When viewing an individual record in a census index, you may notice that each record has an ID number included at the end of it. This number is used by Ancestry to identify each individual and to allow our programmers to correct errors quickly. This number has no genealogical value and will not refer you to additional records. The page number listed in a census index is simply the page number from the National Archives for the original census page where that individual can be found. To find more about the individual, you will want to look them up in original census records. Many libraries and family history centers have them available on microfilm and we have them available in our special Census Images Online feature.

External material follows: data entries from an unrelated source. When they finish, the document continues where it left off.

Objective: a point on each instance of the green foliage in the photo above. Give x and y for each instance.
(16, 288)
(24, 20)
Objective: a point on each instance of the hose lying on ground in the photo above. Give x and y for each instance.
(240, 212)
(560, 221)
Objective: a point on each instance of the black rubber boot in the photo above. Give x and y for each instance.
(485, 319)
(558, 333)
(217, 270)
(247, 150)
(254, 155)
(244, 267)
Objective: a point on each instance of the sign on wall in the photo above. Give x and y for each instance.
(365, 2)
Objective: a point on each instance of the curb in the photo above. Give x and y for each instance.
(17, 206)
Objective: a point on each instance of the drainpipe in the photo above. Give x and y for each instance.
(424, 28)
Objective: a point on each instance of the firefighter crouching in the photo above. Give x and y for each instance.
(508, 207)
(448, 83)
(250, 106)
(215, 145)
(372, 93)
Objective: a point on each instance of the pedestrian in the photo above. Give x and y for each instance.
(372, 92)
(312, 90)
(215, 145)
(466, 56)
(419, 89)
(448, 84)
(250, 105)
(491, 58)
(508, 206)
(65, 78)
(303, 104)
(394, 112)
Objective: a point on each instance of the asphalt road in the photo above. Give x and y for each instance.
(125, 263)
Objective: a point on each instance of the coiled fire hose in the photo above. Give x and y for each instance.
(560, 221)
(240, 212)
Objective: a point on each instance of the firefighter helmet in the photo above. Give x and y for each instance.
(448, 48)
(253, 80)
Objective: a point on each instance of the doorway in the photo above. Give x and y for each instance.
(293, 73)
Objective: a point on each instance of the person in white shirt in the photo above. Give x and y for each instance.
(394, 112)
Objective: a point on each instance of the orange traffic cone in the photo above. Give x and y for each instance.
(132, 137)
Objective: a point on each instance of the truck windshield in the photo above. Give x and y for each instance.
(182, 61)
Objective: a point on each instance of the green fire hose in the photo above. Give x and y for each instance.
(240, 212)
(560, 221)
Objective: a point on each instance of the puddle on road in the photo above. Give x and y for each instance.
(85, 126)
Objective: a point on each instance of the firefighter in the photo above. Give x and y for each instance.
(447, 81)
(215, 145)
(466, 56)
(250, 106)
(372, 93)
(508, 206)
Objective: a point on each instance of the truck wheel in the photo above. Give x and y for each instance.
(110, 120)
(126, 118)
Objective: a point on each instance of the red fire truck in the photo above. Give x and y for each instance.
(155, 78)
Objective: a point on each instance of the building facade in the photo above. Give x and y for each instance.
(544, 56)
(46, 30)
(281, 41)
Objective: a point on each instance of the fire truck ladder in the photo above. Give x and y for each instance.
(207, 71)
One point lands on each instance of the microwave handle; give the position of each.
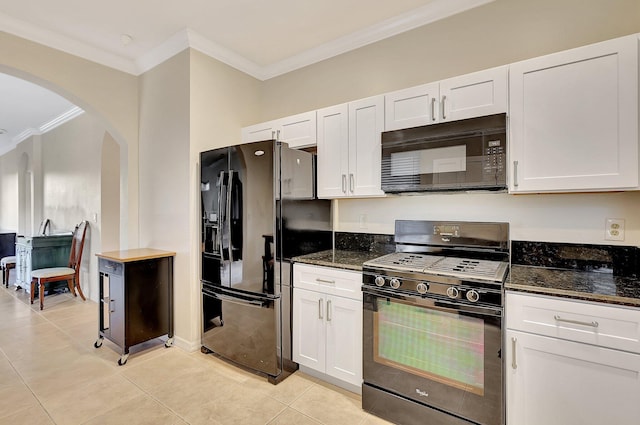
(444, 98)
(433, 109)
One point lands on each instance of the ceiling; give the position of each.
(261, 38)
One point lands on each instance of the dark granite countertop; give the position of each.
(585, 272)
(337, 258)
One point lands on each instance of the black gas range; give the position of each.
(432, 324)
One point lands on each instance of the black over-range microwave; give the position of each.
(468, 154)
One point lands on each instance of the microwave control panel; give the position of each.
(494, 163)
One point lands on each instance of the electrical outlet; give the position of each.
(362, 221)
(614, 229)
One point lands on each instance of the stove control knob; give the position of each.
(395, 283)
(452, 292)
(422, 288)
(473, 295)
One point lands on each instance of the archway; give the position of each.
(33, 180)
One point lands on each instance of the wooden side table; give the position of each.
(136, 297)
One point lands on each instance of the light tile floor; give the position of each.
(50, 373)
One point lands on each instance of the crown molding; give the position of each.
(65, 44)
(187, 38)
(47, 126)
(61, 119)
(434, 11)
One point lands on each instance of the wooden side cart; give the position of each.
(136, 297)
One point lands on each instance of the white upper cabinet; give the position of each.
(349, 149)
(298, 131)
(366, 123)
(333, 151)
(259, 132)
(574, 119)
(471, 95)
(411, 107)
(474, 95)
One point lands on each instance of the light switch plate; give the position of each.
(614, 229)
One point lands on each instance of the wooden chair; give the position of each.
(71, 273)
(8, 263)
(44, 226)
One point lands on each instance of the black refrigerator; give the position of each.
(258, 210)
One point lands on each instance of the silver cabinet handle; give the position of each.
(513, 349)
(593, 324)
(433, 109)
(332, 282)
(444, 98)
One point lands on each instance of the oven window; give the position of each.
(429, 161)
(435, 344)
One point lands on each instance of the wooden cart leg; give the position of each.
(76, 283)
(42, 284)
(70, 285)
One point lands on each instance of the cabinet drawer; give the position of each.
(615, 327)
(110, 267)
(331, 281)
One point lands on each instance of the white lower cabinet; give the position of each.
(327, 328)
(565, 364)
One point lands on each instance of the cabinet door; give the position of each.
(309, 312)
(344, 339)
(556, 382)
(259, 132)
(333, 159)
(117, 310)
(411, 107)
(297, 174)
(574, 119)
(366, 123)
(474, 95)
(298, 131)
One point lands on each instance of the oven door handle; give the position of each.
(434, 302)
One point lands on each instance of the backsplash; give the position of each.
(382, 244)
(616, 259)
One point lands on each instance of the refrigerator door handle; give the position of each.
(228, 217)
(254, 301)
(221, 220)
(257, 304)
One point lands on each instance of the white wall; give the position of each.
(499, 33)
(164, 180)
(110, 96)
(9, 191)
(71, 174)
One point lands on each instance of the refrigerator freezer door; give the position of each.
(242, 328)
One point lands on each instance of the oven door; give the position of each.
(462, 155)
(436, 353)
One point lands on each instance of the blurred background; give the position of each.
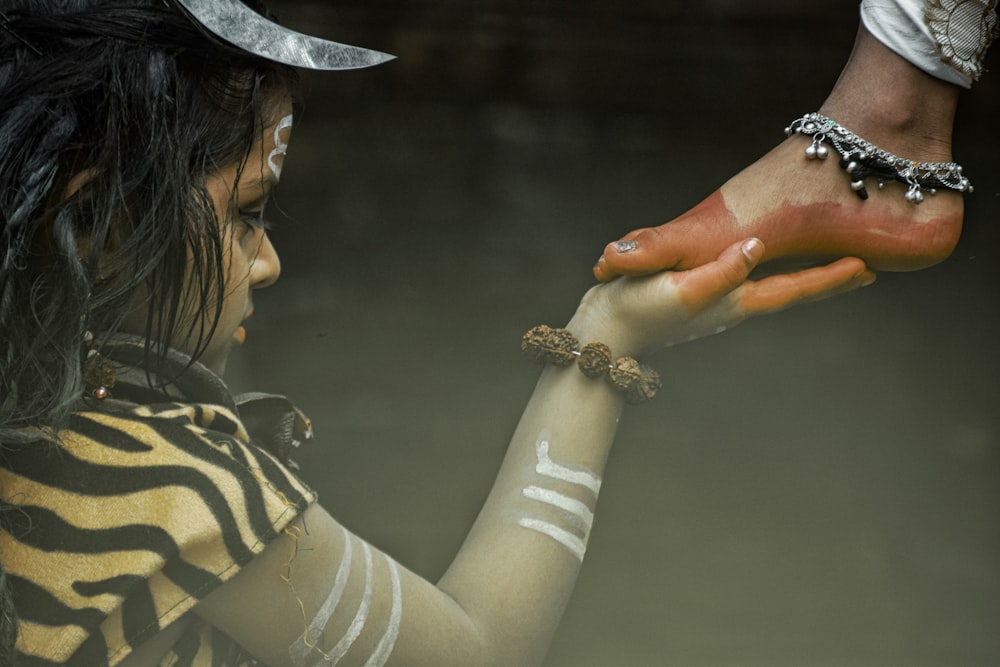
(821, 487)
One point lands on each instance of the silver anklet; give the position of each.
(862, 159)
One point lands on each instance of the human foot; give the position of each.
(804, 211)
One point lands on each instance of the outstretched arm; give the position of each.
(321, 595)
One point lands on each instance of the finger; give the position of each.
(704, 285)
(781, 291)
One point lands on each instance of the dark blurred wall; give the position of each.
(820, 487)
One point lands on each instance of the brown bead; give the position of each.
(594, 360)
(552, 346)
(98, 371)
(639, 383)
(644, 388)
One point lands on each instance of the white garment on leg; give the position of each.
(945, 38)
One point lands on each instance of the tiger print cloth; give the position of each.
(136, 512)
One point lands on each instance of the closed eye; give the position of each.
(255, 219)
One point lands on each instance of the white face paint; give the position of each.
(579, 516)
(280, 147)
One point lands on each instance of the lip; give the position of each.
(241, 333)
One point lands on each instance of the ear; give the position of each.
(78, 182)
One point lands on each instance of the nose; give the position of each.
(266, 265)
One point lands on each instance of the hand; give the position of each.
(638, 315)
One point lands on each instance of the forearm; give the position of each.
(516, 570)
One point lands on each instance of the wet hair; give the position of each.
(112, 115)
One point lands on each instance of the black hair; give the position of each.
(112, 115)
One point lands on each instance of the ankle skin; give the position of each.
(893, 104)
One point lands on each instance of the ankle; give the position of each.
(892, 104)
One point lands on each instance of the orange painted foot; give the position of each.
(805, 212)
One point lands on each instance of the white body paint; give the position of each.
(388, 641)
(360, 618)
(299, 651)
(575, 545)
(579, 512)
(280, 147)
(549, 468)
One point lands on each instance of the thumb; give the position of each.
(702, 286)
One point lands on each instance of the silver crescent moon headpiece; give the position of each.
(239, 25)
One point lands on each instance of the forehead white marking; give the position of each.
(280, 147)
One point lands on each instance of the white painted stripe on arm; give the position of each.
(563, 502)
(388, 641)
(300, 649)
(360, 618)
(549, 468)
(575, 545)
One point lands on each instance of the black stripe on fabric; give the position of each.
(192, 444)
(85, 478)
(93, 652)
(221, 422)
(37, 605)
(139, 618)
(27, 660)
(108, 436)
(276, 475)
(47, 531)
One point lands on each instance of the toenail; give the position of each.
(750, 248)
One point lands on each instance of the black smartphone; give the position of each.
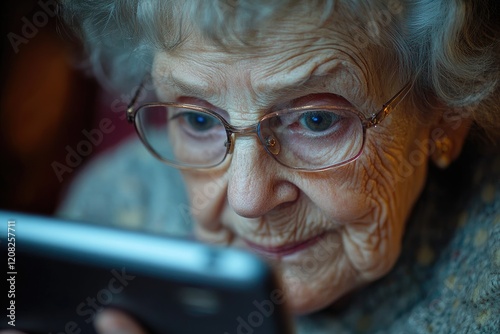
(61, 273)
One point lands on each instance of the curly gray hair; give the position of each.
(453, 44)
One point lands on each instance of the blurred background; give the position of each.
(48, 103)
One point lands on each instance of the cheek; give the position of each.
(207, 193)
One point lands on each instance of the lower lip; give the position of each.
(278, 252)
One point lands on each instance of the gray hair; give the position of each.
(454, 45)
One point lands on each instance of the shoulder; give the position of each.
(128, 187)
(447, 279)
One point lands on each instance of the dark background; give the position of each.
(47, 99)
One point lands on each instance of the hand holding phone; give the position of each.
(68, 272)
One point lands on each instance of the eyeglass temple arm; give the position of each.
(130, 108)
(390, 105)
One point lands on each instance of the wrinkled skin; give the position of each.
(358, 211)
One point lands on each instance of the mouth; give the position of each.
(283, 250)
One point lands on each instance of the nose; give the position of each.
(257, 184)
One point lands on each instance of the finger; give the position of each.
(111, 321)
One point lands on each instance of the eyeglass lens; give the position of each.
(301, 138)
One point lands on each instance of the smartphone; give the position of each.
(60, 274)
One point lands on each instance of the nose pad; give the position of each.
(270, 142)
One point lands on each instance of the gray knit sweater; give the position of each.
(447, 279)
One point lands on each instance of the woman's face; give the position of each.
(325, 232)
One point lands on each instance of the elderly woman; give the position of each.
(347, 142)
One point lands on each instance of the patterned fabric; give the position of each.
(447, 279)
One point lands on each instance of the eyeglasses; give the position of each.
(307, 138)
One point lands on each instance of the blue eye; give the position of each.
(318, 121)
(200, 122)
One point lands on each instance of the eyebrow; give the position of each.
(206, 91)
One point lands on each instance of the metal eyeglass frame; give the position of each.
(367, 122)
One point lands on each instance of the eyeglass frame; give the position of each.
(367, 122)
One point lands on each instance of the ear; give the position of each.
(448, 135)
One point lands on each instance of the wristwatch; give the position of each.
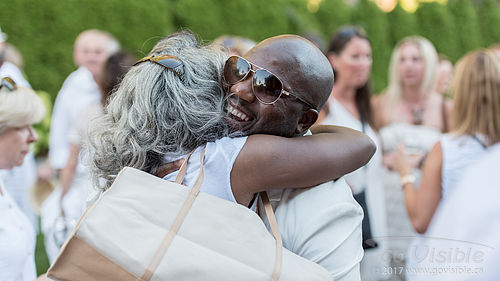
(406, 179)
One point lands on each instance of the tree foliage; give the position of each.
(466, 22)
(489, 13)
(402, 24)
(436, 24)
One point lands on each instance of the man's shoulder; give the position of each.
(333, 192)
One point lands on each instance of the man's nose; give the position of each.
(243, 89)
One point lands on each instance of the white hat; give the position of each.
(3, 36)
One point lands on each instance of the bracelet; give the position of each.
(406, 179)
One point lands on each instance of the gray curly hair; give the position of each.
(156, 112)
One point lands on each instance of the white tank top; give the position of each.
(219, 159)
(458, 153)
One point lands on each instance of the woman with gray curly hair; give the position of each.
(173, 102)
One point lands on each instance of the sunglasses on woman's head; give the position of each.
(266, 86)
(171, 63)
(8, 83)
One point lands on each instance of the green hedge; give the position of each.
(44, 31)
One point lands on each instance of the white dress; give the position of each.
(367, 178)
(321, 224)
(78, 91)
(466, 228)
(459, 153)
(400, 234)
(17, 242)
(74, 202)
(219, 159)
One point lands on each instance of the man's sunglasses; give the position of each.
(8, 83)
(171, 63)
(266, 86)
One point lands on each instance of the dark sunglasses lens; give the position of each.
(170, 63)
(8, 83)
(266, 86)
(235, 69)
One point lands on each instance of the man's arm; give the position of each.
(323, 225)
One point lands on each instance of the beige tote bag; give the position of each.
(146, 228)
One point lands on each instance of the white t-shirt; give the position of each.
(458, 154)
(464, 234)
(78, 91)
(19, 180)
(323, 225)
(369, 179)
(219, 159)
(17, 242)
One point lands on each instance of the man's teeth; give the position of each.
(238, 113)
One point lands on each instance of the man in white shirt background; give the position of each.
(91, 50)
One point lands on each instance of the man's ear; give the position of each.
(332, 58)
(306, 121)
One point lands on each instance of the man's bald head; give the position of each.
(303, 68)
(92, 48)
(304, 72)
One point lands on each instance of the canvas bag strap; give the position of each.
(181, 215)
(271, 218)
(182, 171)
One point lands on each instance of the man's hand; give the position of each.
(168, 168)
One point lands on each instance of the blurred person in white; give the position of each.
(91, 50)
(496, 49)
(444, 75)
(62, 209)
(466, 226)
(350, 55)
(475, 127)
(20, 179)
(20, 108)
(408, 112)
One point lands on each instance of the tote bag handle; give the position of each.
(181, 215)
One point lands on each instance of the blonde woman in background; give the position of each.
(475, 121)
(475, 126)
(412, 114)
(350, 55)
(20, 108)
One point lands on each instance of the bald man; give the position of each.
(91, 50)
(322, 223)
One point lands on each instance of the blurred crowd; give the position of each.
(434, 125)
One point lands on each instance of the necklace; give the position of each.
(417, 114)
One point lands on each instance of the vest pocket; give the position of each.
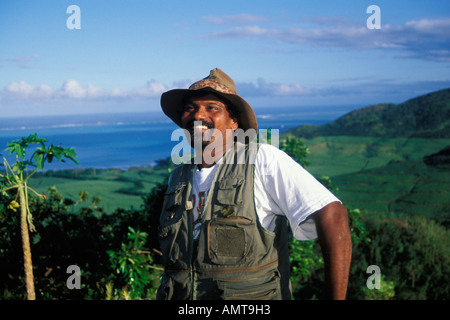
(169, 246)
(165, 290)
(174, 195)
(229, 240)
(229, 191)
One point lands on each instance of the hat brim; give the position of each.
(172, 106)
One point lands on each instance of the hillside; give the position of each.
(427, 116)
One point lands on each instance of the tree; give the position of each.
(16, 177)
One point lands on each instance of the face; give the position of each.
(213, 115)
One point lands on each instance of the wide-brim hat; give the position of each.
(219, 83)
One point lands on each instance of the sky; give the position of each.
(119, 56)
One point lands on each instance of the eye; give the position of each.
(214, 107)
(188, 108)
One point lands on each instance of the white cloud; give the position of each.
(72, 89)
(264, 88)
(234, 19)
(423, 39)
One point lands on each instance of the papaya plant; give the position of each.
(16, 176)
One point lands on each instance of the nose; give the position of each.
(200, 114)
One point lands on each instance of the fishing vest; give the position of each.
(234, 257)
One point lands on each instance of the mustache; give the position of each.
(190, 125)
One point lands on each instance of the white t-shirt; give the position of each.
(281, 187)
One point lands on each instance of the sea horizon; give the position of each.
(125, 140)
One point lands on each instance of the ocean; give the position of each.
(132, 139)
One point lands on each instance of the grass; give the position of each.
(386, 175)
(377, 174)
(116, 188)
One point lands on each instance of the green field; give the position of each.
(377, 174)
(116, 188)
(384, 174)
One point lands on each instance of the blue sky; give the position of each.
(280, 53)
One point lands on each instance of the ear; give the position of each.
(234, 124)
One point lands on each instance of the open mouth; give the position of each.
(199, 126)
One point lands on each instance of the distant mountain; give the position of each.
(427, 116)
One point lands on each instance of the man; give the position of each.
(223, 226)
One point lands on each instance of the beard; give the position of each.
(204, 137)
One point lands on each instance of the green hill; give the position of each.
(427, 116)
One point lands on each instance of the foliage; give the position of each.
(132, 263)
(426, 116)
(294, 147)
(16, 177)
(385, 292)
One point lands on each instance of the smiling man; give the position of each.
(224, 223)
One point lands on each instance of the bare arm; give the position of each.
(335, 240)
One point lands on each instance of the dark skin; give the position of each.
(331, 221)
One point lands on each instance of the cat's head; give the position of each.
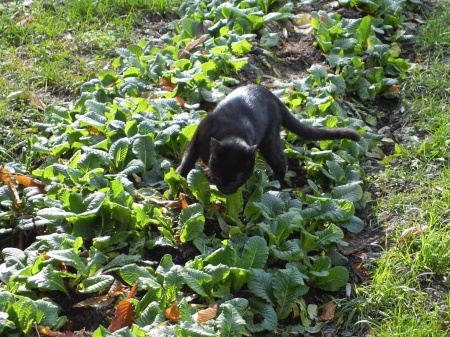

The page number will allow you to find the individual much more quickly in the images.
What do I do if I find an error in the census?
If you find an error in a census entry, or you have comments and suggestions to make, click the Comments and Corrections link on an individual's census page. Then, you can add alternate names, make comments, or report errors.
Why are there very few 1890 U.S. census images online?
Most of the original 1890 U.S. population schedules were destroyed in a fire at
the Commerce Department in 1921. Less than 1% of the schedules—census records
] enumerating only 6,160 individuals-survived. Unfortunately, no complete schedules
for a state, county, or community survived. All remaining 1890 population schedule
records are included in our 1890 census images online postings.
When viewing our census extraction form for 1890, you will notice that it is for
the 1890 Veterans schedule. This is because this schedule is much more heavily used
for 1890 due to the loss of the majority of the population schedules for that year.
What is the 1890 U.S. Census Substitute database?
The 1890 U.S. Census Substitute is a collection of replacement data for the 1890 census information that was destroyed in a fire at the Commerce Building in Washington D.C. With the aid of the National Archives and the Allen County Library, this database is the first definitive online substitute for the missing 1890 census. It includes fragments of the original 1890 census that survived the fire, special veterans schedules, several Native American tribe censuses for years surrounding 1890, state censuses (1885 or 1895), city and county directories, alumni directories, and voter registration documents.
Why do some names in the census indexes have an asterisk (*) next to them?
Entries for which the indexer was unsure of the actual spelling are marked with one or more asterisks. Researchers finding asterisked entries should make sure they verify the index entry against the census schedules themselves.